2000s >> 2002 >> no-1173-may-2002

Editorial: The belated death of a class warrior

So, she’s finally gone. The BBC dusted off its pre-prepared reels of fawning documentaries and gave Peter Sissons the task of breaking the bad news to the public. Sissons, however, forgot the script and put on a maroon tie, much to the chagrin of the Daily Mail, who seemed to want him charged with treason.

Then one million pathetic crawlers emerged from under their rocks to line the streets of the capital – or at least that’s the way it first appeared. In reality, many turned up just to see the spectacle. And for the million who turned up on the day another 57 million voted with their feet and didn’t.

Why should they have paid their respects to Britain’s most famous parasite anyway? Few in society epitomised the privilege and condescension which are the traditional hallmarks of the owning class better than Queen Elizabeth, the Queen Mother. That patronising grimace and vague wave of the gloved hand (like “opening a jar slowly” she once said, but in reality more like a thinly disguised two-fingered salute) were the body language of one who considered herself “born to rule”.

Of course, this was an arrogance that was as baseless as it was base. For what was the Queen Mother actually good at? What did she do? Did she ever make things? Or look after people? Or teach them? By all accounts she couldn’t even open her own curtains or squeeze the toothpaste from its packet without having assistance from one of her fifty servants. Sure, she drank gin a lot by all accounts but any of us can do that and it can hardly be considered a talent. She liked the gee-gees too – and a flutter – but then so does your average derelict.

Some people in the queues outside Westminster Abbey said she “stood by the nation during the war”, but what exactly did they mean by that? Were the blitzed and beleaguered working class in wartime London supposed to thank their little ration books that she hadn’t decamped to join most of the rest of her family in Germany? And why should we all be eternally grateful to her for this since?

During the blitz the working class in the East End of London took a different view of her entirely. When she lorded it over them on one of her walkabouts, they returned her salute to them with interest, pelting her with rotten vegetables. Then, after Buckingham Palace was hit by a couple of stray bombs she made her famous statement that “I can now look the East Enders in the eye” despite the fact that for nearly all the blitz the King and Queen were holed up in Windsor Castle. It was one of first of the many PR stunts for which the entire royal family are now famous.

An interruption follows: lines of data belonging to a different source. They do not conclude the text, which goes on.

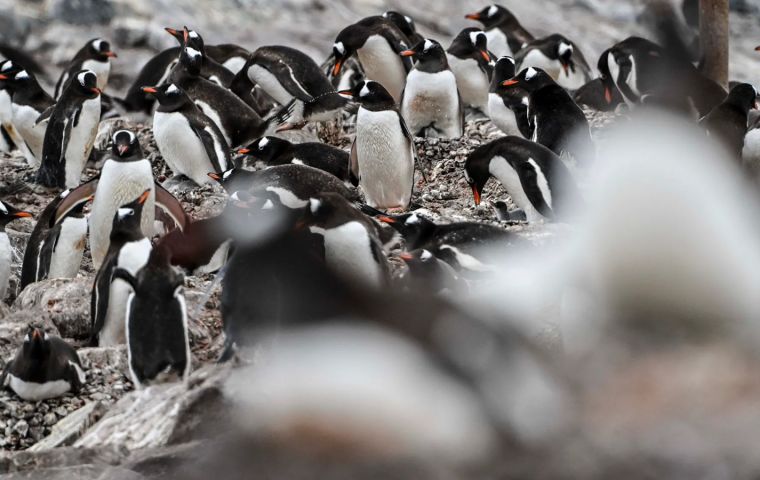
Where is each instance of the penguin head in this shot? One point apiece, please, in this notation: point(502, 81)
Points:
point(100, 50)
point(85, 83)
point(9, 213)
point(371, 94)
point(125, 145)
point(266, 148)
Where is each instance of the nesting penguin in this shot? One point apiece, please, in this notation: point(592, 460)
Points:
point(44, 367)
point(190, 142)
point(383, 153)
point(472, 65)
point(537, 180)
point(95, 56)
point(8, 213)
point(71, 128)
point(158, 343)
point(129, 250)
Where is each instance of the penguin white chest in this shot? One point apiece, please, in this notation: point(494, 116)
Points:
point(431, 100)
point(182, 150)
point(473, 83)
point(383, 65)
point(81, 140)
point(386, 161)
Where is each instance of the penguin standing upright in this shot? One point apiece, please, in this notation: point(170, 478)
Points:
point(189, 141)
point(471, 63)
point(56, 246)
point(129, 250)
point(377, 43)
point(430, 103)
point(126, 173)
point(8, 213)
point(95, 56)
point(158, 343)
point(44, 367)
point(383, 153)
point(71, 128)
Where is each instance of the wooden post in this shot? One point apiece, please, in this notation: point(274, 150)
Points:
point(713, 35)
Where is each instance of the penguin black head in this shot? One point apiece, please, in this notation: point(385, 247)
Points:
point(125, 145)
point(9, 213)
point(100, 50)
point(371, 95)
point(266, 148)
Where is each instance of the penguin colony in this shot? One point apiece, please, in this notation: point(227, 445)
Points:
point(335, 216)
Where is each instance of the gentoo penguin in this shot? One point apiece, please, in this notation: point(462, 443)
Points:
point(430, 103)
point(8, 213)
point(537, 180)
point(28, 102)
point(383, 153)
point(472, 65)
point(559, 57)
point(505, 34)
point(555, 121)
point(126, 173)
point(71, 128)
point(238, 122)
point(294, 81)
point(44, 367)
point(129, 249)
point(377, 43)
point(505, 105)
point(95, 56)
point(189, 141)
point(405, 23)
point(727, 123)
point(278, 151)
point(158, 343)
point(56, 246)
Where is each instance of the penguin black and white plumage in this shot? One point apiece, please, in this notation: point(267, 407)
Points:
point(506, 36)
point(44, 367)
point(537, 180)
point(189, 141)
point(472, 64)
point(28, 102)
point(56, 245)
point(377, 44)
point(505, 105)
point(238, 122)
point(71, 129)
point(727, 123)
point(158, 342)
point(278, 151)
point(129, 250)
point(559, 57)
point(8, 213)
point(430, 103)
point(296, 82)
point(554, 118)
point(383, 153)
point(125, 174)
point(95, 56)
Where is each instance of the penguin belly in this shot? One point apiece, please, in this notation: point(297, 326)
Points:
point(431, 99)
point(81, 141)
point(120, 183)
point(69, 249)
point(132, 257)
point(182, 150)
point(381, 64)
point(385, 158)
point(502, 116)
point(472, 82)
point(348, 252)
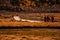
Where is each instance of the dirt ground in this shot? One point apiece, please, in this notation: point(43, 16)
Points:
point(29, 34)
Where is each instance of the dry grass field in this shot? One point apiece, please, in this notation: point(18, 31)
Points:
point(9, 21)
point(29, 34)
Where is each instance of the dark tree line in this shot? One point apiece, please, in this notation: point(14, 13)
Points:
point(24, 4)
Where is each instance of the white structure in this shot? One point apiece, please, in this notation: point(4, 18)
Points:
point(17, 18)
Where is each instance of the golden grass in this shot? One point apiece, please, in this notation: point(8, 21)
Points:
point(29, 24)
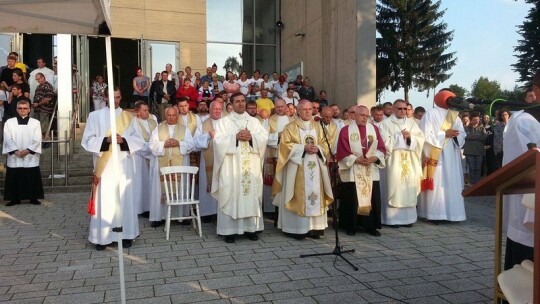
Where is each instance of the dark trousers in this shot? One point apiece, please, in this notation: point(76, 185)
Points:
point(348, 218)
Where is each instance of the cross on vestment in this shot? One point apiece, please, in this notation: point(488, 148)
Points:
point(312, 198)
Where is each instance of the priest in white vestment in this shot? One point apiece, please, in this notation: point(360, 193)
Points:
point(144, 123)
point(442, 182)
point(274, 124)
point(360, 155)
point(204, 142)
point(97, 139)
point(239, 146)
point(518, 217)
point(403, 141)
point(22, 144)
point(171, 143)
point(302, 185)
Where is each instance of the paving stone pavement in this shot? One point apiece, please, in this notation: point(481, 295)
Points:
point(45, 258)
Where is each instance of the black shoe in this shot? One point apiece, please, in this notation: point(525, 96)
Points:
point(374, 232)
point(100, 247)
point(252, 236)
point(13, 203)
point(156, 224)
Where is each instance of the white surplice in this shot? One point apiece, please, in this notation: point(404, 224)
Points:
point(158, 209)
point(521, 129)
point(141, 174)
point(403, 170)
point(237, 177)
point(207, 203)
point(445, 201)
point(97, 126)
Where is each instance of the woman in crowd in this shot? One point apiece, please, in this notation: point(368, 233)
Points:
point(231, 86)
point(141, 85)
point(245, 83)
point(18, 77)
point(216, 84)
point(474, 149)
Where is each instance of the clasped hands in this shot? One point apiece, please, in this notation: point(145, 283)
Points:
point(119, 139)
point(244, 134)
point(451, 133)
point(365, 161)
point(311, 149)
point(171, 142)
point(22, 153)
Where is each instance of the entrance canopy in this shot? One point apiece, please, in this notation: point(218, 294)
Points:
point(83, 17)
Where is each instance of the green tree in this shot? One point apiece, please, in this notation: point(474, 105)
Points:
point(528, 48)
point(486, 89)
point(458, 90)
point(411, 45)
point(516, 94)
point(232, 64)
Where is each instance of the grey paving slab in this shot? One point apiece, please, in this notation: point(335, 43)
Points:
point(46, 258)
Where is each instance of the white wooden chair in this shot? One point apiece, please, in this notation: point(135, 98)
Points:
point(179, 184)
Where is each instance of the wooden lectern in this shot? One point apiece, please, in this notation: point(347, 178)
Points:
point(517, 177)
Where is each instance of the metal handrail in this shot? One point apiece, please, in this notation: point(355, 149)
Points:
point(58, 141)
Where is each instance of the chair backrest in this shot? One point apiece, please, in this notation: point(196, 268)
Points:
point(179, 182)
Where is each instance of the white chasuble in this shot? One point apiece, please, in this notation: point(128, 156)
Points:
point(362, 174)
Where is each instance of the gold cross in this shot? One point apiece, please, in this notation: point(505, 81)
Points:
point(312, 198)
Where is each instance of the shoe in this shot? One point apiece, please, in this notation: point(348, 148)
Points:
point(374, 232)
point(13, 203)
point(156, 224)
point(206, 219)
point(100, 247)
point(314, 235)
point(252, 236)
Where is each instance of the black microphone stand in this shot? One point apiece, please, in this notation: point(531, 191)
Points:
point(333, 177)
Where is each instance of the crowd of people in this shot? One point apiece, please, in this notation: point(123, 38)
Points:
point(273, 147)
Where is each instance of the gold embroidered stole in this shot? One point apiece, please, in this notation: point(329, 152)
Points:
point(208, 153)
point(152, 124)
point(194, 157)
point(430, 162)
point(171, 155)
point(122, 123)
point(362, 174)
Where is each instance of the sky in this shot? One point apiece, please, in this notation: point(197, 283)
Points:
point(485, 34)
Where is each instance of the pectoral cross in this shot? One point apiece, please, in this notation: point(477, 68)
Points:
point(312, 198)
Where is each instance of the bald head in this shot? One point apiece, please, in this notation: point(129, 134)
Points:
point(326, 115)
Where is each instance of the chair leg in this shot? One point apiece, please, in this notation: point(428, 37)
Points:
point(168, 223)
point(199, 220)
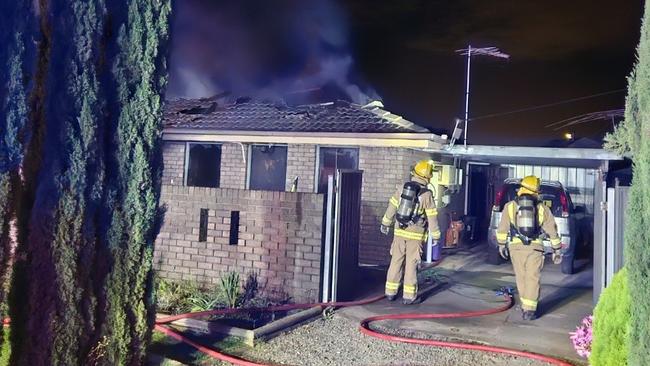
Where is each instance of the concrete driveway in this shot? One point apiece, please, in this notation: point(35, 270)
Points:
point(469, 283)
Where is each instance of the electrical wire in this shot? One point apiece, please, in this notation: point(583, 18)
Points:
point(566, 101)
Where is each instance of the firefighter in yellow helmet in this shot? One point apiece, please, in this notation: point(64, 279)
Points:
point(523, 223)
point(413, 210)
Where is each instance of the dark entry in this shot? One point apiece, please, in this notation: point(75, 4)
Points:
point(479, 201)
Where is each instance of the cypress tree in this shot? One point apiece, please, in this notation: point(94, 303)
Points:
point(14, 44)
point(141, 75)
point(82, 295)
point(632, 138)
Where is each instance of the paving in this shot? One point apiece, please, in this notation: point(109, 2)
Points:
point(468, 284)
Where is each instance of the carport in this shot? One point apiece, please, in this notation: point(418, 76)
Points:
point(589, 175)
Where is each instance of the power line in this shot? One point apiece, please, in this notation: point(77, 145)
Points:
point(546, 105)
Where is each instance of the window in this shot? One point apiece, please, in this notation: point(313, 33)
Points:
point(268, 167)
point(331, 159)
point(203, 165)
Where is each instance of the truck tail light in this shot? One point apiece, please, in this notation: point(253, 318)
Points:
point(497, 200)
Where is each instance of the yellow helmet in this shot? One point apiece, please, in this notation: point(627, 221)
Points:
point(423, 169)
point(529, 185)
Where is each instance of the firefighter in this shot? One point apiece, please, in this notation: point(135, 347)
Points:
point(413, 210)
point(523, 223)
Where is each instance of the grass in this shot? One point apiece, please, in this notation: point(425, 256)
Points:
point(170, 348)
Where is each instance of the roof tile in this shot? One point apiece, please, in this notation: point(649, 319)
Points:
point(340, 116)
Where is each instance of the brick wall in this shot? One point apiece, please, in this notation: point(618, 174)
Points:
point(384, 169)
point(233, 166)
point(173, 162)
point(301, 163)
point(279, 238)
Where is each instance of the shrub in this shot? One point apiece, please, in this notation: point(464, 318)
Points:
point(611, 326)
point(174, 297)
point(230, 288)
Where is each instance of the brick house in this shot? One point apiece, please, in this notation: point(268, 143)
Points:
point(243, 184)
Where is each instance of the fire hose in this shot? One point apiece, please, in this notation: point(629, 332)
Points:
point(364, 328)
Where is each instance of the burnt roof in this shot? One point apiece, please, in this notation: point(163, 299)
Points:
point(245, 114)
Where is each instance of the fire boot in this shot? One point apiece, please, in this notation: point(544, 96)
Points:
point(411, 301)
point(529, 315)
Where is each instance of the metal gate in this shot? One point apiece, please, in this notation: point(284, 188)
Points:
point(342, 231)
point(608, 234)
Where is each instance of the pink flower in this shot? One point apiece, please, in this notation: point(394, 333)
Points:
point(582, 337)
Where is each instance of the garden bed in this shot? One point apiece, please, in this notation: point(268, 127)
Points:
point(249, 330)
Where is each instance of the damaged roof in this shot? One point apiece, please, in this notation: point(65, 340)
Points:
point(247, 115)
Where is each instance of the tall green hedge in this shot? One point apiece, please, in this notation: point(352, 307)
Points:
point(611, 333)
point(88, 214)
point(632, 138)
point(14, 87)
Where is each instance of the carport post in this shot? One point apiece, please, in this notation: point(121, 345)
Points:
point(600, 231)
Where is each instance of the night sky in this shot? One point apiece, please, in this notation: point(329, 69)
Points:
point(403, 53)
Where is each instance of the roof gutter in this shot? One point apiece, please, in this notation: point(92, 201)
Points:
point(409, 140)
point(531, 152)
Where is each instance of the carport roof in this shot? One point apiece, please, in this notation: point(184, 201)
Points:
point(550, 156)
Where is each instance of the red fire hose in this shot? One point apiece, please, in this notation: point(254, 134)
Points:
point(364, 328)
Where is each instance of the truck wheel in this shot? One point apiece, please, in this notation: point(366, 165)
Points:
point(567, 264)
point(493, 255)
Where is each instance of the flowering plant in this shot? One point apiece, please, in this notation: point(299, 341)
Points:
point(582, 337)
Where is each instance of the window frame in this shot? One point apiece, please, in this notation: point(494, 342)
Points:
point(249, 165)
point(317, 161)
point(186, 163)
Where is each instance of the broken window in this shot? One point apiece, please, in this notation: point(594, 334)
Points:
point(333, 158)
point(203, 165)
point(268, 167)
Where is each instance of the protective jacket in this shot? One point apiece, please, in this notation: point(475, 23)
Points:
point(425, 216)
point(508, 224)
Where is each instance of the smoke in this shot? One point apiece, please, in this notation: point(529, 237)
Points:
point(286, 50)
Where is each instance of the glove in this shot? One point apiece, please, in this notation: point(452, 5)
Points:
point(503, 252)
point(557, 256)
point(384, 229)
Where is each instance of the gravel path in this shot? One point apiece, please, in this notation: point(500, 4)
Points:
point(337, 341)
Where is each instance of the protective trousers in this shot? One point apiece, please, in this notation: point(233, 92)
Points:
point(405, 257)
point(528, 262)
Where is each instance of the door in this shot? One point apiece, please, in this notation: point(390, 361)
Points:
point(341, 250)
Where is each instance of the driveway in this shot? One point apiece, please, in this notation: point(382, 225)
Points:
point(469, 285)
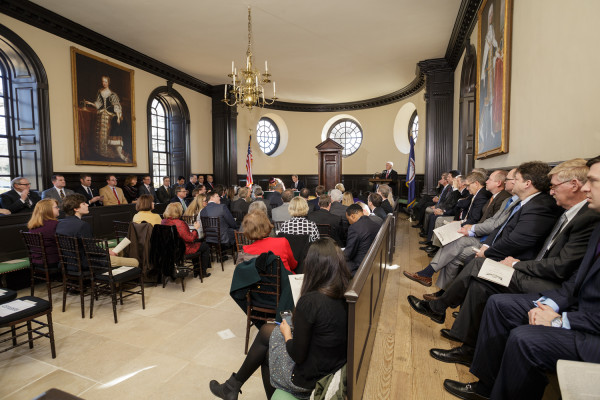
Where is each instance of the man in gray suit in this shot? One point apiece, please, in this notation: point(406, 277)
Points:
point(147, 188)
point(58, 191)
point(450, 258)
point(281, 213)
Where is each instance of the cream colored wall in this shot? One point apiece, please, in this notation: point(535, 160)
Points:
point(304, 133)
point(554, 90)
point(54, 52)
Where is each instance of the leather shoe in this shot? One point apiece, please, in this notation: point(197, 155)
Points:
point(422, 307)
point(459, 355)
point(417, 278)
point(463, 390)
point(430, 296)
point(446, 334)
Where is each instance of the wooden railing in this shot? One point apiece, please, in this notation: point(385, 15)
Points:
point(364, 298)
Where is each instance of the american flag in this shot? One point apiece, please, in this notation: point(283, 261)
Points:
point(249, 181)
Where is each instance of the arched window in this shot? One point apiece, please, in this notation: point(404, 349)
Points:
point(168, 135)
point(25, 146)
point(160, 145)
point(348, 133)
point(267, 135)
point(413, 127)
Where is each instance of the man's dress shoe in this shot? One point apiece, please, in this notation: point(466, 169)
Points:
point(422, 307)
point(459, 355)
point(417, 278)
point(463, 390)
point(446, 333)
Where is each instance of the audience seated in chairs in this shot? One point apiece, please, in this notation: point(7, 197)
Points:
point(522, 336)
point(172, 216)
point(361, 234)
point(144, 207)
point(75, 206)
point(282, 213)
point(257, 227)
point(299, 224)
point(319, 338)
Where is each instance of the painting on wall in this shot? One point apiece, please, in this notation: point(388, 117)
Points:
point(103, 111)
point(493, 77)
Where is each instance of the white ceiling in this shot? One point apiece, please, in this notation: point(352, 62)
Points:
point(326, 51)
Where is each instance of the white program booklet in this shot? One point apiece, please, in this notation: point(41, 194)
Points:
point(296, 285)
point(15, 306)
point(496, 272)
point(448, 233)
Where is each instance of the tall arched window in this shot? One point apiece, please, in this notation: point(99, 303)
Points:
point(267, 135)
point(413, 127)
point(348, 133)
point(168, 135)
point(160, 144)
point(25, 146)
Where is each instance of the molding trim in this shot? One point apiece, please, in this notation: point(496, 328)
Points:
point(463, 26)
point(42, 18)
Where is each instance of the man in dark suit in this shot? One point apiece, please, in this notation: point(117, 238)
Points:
point(512, 357)
point(214, 208)
point(361, 233)
point(522, 235)
point(86, 190)
point(323, 216)
point(147, 188)
point(558, 259)
point(181, 197)
point(165, 193)
point(20, 198)
point(58, 191)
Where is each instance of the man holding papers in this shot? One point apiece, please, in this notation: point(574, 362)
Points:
point(523, 335)
point(556, 260)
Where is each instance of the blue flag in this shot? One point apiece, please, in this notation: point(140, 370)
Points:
point(410, 176)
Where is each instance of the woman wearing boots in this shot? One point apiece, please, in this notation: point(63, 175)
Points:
point(295, 361)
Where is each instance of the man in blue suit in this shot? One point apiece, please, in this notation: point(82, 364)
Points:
point(522, 336)
point(214, 208)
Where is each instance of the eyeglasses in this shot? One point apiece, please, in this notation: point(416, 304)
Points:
point(553, 187)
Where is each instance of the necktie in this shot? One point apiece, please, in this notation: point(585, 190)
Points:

And some public relations triumph it was – at least for a while. It is in many respects quite amazing that the Queen Mother was able to cultivate the image she did as “the nation’s favourite grandmother”, representing an oasis of virtue in an otherwise barren scene. The epithets most commonly deployed to describe her by those who had never met her: “caring”, “considerate”, “dignified” and “loyal”, were phrases devoid of real meaning. How could it be otherwise when she spoke in public rarely if ever, didn’t give an interview from 1928 until her death and never wrote an article or otherwise do anything to instil such emotions or elicit such responses?

Her political views were just about as reactionary as they come – far to the right of where popular opinion currently resides, enough to make even Mr Blair blush. She was an old-fashioned ruling class warrior – anti-trade union, suspicious of (and patronising towards) the working class and distrustful of arrivistes like Blair and New Labour. She reportedly said on one occasion that she preferred “Old” Labour but even this was only for their novelty value and so long as they stayed in opposition, where they belonged.

In the end, she died when the popularity of the thing she held dearest – the Royal Family as exemplars of ruling class standards and etiquette – had already started to badly fade. That so few people were really bothered or troubled by her death is testament to this as was the decision by the BBC to significantly scale down its coverage compared to what had been envisaged some years ago.

Socialists – like increasing numbers of the working class as a whole it would seem – will remember her for the things that truly defined her existence: her uselessness on the one hand and her daily embodiment of ruling class privilege on the other. Born in different circumstances into a different environment she may have grown to be somebody genuinely useful to society. But, unfortunately, and to paraphrase the lady herself, she was born to be a parasite. And for that we can only say goodbye . . . and good riddance.